21/3/08
Mar 21 - Tea Totalling
March 21
Two kwacha, forty-eight tambala. Just under 2 Australian cents.
That’s how much you’ll be paid by the estates for your work picking an entire kilogram of tea leaves – and let’s face it, they’re not the heaviest of things. Okay, so a good tea picker can pluck somewhere in the vicinity of 200 kilograms per day, but that’s some seriously back breaking work for only AUS$4. A tough living by anyone’s standards. These guys, numbering in their hundreds, walk the verdant greens of the plentiful tea estates day in day out, the backdrop of the stunning cliffs of Mount Mulanje becoming a bland normality, as they ply their trade.

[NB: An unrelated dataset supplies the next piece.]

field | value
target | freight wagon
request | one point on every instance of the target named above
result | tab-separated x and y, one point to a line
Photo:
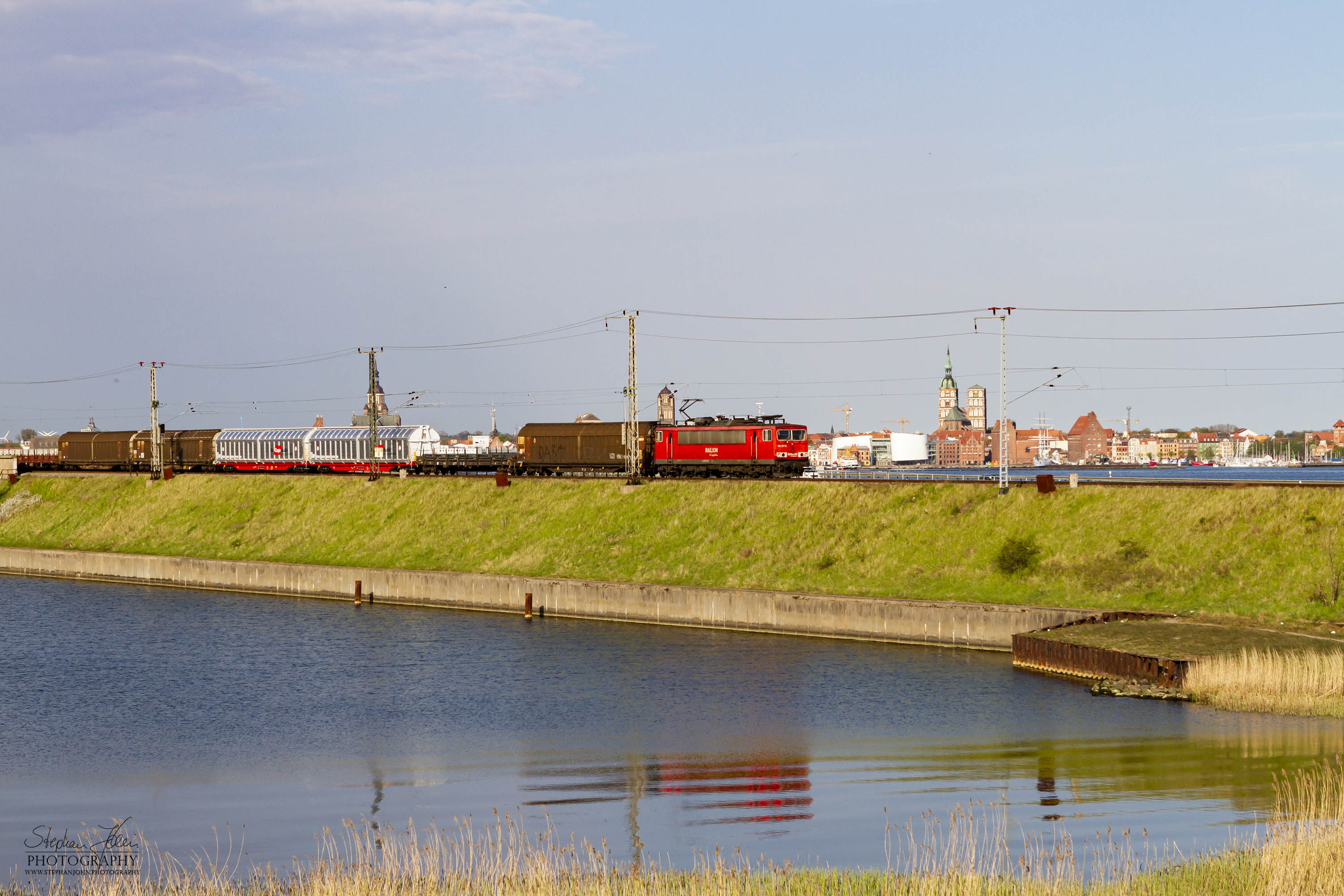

Bizarrely, it is against this poverty that we on our Easter break head up the slopes of the mountain for a long weekend of hiking, photographing waterfalls and rocky peaks, drinking wine and luxuriating in the efforts of others labouring under the weight of our bags. That said, Mulanje was once again an unforgettable few days. Our seventh time up since living here and the mountain still never ceases to amaze with its natural beauty and unending diversity. Easter being a particularly picturesque time of year, with the wet season having eased, leaving crisp air and brilliant greens, flowers in abundance and water filling the pools and falls at every turn. We even discovered a few more huts we had not yet visited, situated in the almost surreal beauty of sweeping valleys, precipitous rock clad peaks and seemingly endless streams of untainted fresh mountain water. A truly relaxing four day long weekend; why would anyone trade this backyard in for anything else?
At least the porters, for whom this is their only form of income, get a decent wage for their efforts. 900 kwacha per day for four days, plus an extra day tip. That’s 4500 kwacha, or the equivalent of a reasonable monthly salary for many of the country’s non-city dwellers, in one weekend of work. One can hardly blame them for seeming overly keen for your business the moment you turn up in your nice cars with your fancy trekking boots and waterproof jackets, all unimaginably unaffordable luxuries to them. Yet they wear their packs with uncomplaining joviality, practically running up and down the sheer slopes of the massif in their flip-flops or bare feet (many of them run the annual Porter’s Race, a 26km course up the mountain, across and then down again – and they do it in a touch over 2 hours!), happy for the income they can then take back to their families.
And what do the efforts of a tea pickers get them, because we all know that AUS$4 per day wouldn’t go too far in Australia. One tomato costs 15 kwacha even in cheaper areas of Mulanje… that’s six kilograms of tea to be picked just to buy one single tomato. And if they want a beer at the end of a hard day’s work? That will be 30 kilos more tea my friend. TIA.